A group of us Fordson tractor enthusiasts were talking about all the aftermarket accessory parts made for the Fordson tractor in the 1920s, when more than half of all tractors made were Fordsons.

It looked as if it would be neat to put a Fordson together with as many of these aftermarket parts as could be rounded up. This looked like a challenge to just see if it could be done.

Finding a Hercules

The Hercules Engine Co. made an attachment to put a Hercules O or OX engine in a Fordson. It had a water pump, magneto, gasoline carburetor and oil pump. I placed an ad in Hemmings Motor News. I was really surprised when I got a phone call from a fellow in Wisconsin saying he had a Hercules on an old Fordson that he would sell and he priced it. I told him I was interested.

When I called back to say I was coming to get it, he jacked up the price. But I said I was still coming up to Elkhorn, Wis., to get it. My son-in-law and I drove up on a Saturday. The seller was at work, so I had to finish dealing with him through his wife over the phone. You really have bargaining power when pulling a trailer. We got this over and the tractor loaded. Basically, all I was after was the Hercules engine and the parts to get it on the Fordson. Boy does machinery rust up by the lakes compared to what I had been getting out of western Kansas and the Dakotas. The fender brace irons were half rusted away and the cast parts were really pitted. We got home after dark. The better half and dear daughter ended up doing the evening chores.
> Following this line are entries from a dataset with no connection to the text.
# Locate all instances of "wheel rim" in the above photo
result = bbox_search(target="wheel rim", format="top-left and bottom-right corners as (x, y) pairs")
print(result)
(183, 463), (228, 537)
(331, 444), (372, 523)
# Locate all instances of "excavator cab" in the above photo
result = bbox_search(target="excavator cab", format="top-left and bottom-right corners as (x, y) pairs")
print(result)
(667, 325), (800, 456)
License plates seal the deal

I put in another ad for a Hamilton rear end for a Fordson. It has a bevel rear end instead of a worm gear but used Fordson transmission gears. This makes the tractor’s wheelbase 10 inches longer. It is claimed that one could pull a 3-bottom plow with this rear end as the worm sucked up that much power. I got one call on the ad — from Canada. The caller had an interesting Hamilton; it had a fourth gear and an internal PTO. He wanted to trade it for a certain size Case steam engine for his boiler. I told him I had nothing like that.
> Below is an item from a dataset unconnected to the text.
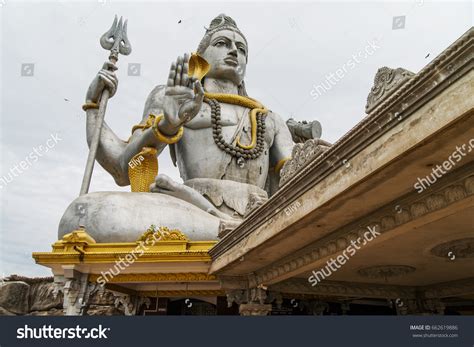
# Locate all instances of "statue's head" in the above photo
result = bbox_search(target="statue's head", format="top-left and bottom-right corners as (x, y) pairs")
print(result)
(197, 14), (248, 95)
Some years before when I was at a Chickasha, Okla., swap meet, I had seen a Hamilton rear end on a somewhat homemade tractor in a fellow’s old car assortment. It had a 6-cylinder Buick engine and a transmission U-jointed to the clutch shaft of a Hamilton rear end. This fellow wanted to trade for old steam car parts that I did not have any hope of coming up with. He would not price it. I finally traded him three old license plates that I did not have much in but were probably worth more than I want to know.